3.10 Nu vast staat dat [gedaagde sub 1] en [gedaagde sub 2] de factuur van [X] niet (tijdig) hebben voldaan, staat vast dat zij in verzuim zijn geraakt. De wettelijke rente is dan ook toewijsbaar als gevorderd.
3.11 De kantonrechter overweegt voorts dat [gedaagde sub 1] en [gedaagde sub 2] zich voor het treffen van een betalingsregeling dienen te wenden tot de gemachtigde van [X], aangezien zij geen wettelijke mogelijkheid heeft om bij vonnis dwingend een betalingsregeling aan partijen op te leggen.

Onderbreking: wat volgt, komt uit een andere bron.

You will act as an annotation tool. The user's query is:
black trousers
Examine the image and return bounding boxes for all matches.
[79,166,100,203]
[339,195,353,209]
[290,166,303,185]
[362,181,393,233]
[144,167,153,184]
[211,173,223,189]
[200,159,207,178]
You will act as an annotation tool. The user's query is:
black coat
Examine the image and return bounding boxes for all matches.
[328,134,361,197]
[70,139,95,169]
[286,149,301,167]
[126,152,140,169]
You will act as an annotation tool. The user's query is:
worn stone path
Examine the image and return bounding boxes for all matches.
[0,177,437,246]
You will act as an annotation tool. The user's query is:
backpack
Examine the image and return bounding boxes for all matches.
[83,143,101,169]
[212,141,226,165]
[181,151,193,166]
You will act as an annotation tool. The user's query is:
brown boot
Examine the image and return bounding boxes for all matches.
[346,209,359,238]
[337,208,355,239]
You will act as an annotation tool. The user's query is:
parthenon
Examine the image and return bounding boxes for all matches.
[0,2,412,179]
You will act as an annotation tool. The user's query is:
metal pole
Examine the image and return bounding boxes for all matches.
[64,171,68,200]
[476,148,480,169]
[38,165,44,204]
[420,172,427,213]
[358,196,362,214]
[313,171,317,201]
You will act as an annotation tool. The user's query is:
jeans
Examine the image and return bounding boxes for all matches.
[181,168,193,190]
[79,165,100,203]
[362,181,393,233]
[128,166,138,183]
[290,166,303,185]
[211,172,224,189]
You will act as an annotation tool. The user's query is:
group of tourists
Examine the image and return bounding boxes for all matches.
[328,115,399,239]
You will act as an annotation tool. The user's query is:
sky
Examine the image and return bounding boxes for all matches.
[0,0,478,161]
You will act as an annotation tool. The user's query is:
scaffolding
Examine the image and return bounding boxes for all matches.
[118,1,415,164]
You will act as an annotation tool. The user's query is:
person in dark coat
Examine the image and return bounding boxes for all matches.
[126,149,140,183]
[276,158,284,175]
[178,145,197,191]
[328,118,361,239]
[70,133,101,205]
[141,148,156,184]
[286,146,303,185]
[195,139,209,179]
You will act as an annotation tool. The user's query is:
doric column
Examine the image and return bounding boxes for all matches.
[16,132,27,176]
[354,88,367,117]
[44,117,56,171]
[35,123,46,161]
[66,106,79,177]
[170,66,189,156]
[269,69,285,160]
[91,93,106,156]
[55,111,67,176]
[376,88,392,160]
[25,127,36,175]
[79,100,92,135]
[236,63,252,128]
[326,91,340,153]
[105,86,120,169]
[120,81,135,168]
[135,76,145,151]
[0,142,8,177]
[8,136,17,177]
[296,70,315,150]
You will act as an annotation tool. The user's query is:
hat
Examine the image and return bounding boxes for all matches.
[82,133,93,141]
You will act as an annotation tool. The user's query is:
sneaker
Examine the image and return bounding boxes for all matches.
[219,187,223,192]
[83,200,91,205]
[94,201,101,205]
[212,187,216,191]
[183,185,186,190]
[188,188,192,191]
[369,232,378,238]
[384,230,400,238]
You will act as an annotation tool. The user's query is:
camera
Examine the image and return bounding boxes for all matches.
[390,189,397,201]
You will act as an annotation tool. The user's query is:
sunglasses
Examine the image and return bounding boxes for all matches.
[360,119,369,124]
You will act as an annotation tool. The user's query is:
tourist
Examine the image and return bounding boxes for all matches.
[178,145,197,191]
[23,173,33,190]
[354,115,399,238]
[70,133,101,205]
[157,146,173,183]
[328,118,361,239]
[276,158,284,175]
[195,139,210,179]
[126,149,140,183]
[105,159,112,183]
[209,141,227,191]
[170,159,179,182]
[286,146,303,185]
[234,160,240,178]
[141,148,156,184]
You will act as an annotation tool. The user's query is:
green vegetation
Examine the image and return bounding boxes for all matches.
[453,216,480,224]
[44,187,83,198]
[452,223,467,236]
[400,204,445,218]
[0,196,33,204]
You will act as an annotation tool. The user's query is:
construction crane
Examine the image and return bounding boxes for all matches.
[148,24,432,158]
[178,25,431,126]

3.12 [gedaagde sub 2] en [gedaagde sub 1] zullen als de in het ongelijk gestelde partijen hoofdelijk worden veroordeeld in de kosten van de procedure met dien verstande dat per exploot een bedrag van € 83,17 (in plaats van € 93,17) zal worden toegekend. De proceskosten worden begroot op € 1.228,34 (€ 166,34 explootkosten, € 437,00 griffierecht en € 625,00 gemachtigdensalaris).
4. De beslissing
De kantonrechter:
veroordeelt [gedaagde sub 1] en [gedaagde sub 2] hoofdelijk, en wel zo dat wanneer de een betaalt, de ander zal zijn bevrijd, om tegen behoorlijk bewijs van kwijting aan [X] te betalen een bedrag van € 5.036,08, vermeerderd met de wettelijke rente over € 4.879,00 vanaf 6 februari 2012 tot aan de dag der algehele voldoening;
veroordeelt [gedaagde sub 1] en [gedaagde sub 2] hoofdelijk, en wel zo dat wanneer de een betaalt, de ander zal zijn bevrijd, in de kosten van dit geding, aan de zijde van [X] tot op heden begroot op € 1.228,34;
verklaart dit vonnis uitvoerbaar bij voorraad;
wijst het meer of anders gevorderde af.
Dit vonnis is gewezen door mr. E.J.G. Eijssen- Vruwink en in het openbaar uitgesproken op 4 juli 2012.